Dapagliflozin exerts anti-apoptotic effects by mitigating macrophage polarization via modulation of the phosphoinositide 3-kinase/protein kinase B signaling pathway

Figure 6 Dapagliflozin reduces human monocyte cell line cell polarization toward the M1 phenotype and decreases the expression levels of inflammatory factors, effects that are inhibited by 740Y-P (a phosphoinositide 3-kinase/protein kinase B signaling pathway agonist). Relative mRNA expression levels of M1 macrophage surface markers: A: Inducible nitric oxide synthase; B: Cluster of differentiation 86; Expression ratio of M1 macrophages: C: Cluster of differentiation 11b + detected by flow cytometry; D: Cluster of differentiation 86+ detected by flow cytometry; Relative mRNA expression levels of inflammatory factors: E: Interleukin-6; F: Interleukin-1β; G: Tumor necrosis factor-α. The bars indicate the mean ± SD from three independent experiments (n = 3). ¹P < 0.05 vs normal control group; ²P < 0.05 vs lipopolysaccharides + interferon-γ; ³P < 0.05 vs lipopolysaccharides + interferon-γ + dapagliflozin.
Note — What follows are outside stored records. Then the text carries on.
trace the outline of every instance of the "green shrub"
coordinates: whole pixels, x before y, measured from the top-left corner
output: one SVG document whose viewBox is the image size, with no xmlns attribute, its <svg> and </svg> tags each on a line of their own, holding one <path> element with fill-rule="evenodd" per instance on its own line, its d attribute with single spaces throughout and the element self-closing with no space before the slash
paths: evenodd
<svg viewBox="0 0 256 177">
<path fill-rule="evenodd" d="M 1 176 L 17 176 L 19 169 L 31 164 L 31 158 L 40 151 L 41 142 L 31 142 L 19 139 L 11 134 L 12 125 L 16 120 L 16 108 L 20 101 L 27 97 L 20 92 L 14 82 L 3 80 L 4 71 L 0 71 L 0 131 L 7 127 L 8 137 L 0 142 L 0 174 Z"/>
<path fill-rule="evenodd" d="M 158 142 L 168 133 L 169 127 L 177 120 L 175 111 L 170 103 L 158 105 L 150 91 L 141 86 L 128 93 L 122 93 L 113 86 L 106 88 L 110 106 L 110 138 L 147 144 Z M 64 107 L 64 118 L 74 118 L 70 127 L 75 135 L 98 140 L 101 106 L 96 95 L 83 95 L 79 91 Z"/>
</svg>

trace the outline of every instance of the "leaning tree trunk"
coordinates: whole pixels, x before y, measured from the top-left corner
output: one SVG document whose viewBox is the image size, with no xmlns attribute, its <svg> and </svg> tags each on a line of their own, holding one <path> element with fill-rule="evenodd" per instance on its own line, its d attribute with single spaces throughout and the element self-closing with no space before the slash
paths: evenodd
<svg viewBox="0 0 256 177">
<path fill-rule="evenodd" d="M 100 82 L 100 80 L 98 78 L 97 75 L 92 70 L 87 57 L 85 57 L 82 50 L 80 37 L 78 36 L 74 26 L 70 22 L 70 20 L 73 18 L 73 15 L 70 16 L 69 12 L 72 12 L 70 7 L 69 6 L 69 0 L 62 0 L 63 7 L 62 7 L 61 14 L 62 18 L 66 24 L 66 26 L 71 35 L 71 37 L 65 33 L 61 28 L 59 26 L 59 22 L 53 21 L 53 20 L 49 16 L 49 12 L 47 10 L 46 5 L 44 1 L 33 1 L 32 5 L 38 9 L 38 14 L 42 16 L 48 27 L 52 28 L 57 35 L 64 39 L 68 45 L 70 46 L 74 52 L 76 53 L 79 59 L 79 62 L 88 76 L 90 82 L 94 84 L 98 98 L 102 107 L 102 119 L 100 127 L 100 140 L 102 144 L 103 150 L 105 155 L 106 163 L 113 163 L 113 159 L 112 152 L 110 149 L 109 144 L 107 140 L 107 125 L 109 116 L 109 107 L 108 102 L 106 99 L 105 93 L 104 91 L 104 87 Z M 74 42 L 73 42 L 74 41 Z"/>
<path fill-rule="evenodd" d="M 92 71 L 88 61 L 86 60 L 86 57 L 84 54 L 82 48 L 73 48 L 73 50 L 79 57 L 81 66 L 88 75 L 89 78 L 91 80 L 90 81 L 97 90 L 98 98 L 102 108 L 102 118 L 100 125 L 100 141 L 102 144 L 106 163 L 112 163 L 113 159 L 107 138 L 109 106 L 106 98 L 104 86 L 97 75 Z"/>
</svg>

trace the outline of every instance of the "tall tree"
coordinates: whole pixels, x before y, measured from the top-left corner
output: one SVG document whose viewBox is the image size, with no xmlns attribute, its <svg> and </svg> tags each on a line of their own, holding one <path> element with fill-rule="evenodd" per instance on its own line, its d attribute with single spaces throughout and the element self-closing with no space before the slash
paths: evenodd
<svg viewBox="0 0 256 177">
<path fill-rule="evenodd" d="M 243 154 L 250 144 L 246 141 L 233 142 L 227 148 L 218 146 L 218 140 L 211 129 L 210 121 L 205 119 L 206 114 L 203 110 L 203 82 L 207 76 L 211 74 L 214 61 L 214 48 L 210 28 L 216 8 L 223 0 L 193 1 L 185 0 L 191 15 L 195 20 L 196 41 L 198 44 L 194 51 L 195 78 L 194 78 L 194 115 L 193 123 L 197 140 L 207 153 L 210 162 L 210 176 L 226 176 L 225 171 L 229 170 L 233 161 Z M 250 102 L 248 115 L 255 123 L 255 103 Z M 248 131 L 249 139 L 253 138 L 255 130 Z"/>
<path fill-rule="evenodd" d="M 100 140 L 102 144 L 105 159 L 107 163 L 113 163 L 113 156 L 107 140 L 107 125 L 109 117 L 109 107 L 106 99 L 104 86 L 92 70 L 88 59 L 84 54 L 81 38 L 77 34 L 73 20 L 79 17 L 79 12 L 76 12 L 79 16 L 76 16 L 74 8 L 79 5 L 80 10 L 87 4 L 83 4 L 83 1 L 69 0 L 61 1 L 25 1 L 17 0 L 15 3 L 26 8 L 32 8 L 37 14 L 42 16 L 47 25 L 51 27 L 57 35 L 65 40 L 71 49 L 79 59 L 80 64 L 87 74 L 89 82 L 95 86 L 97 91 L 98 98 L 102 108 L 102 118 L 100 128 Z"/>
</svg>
NC: Normal control group; LPS: Lipopolysaccharides; IFN-γ: Interferon-γ; 740Y-P: A PI3K/AKT signaling pathway agonist; PI: Propidium iodide; DAPA: Type 2 diabetic mouse group treated with dapagliflozin; IL: Interleukin; TNF: Tumor necrosis factor; CD: Cluster of differentiation; iNOS: Inducible nitric oxide synthase.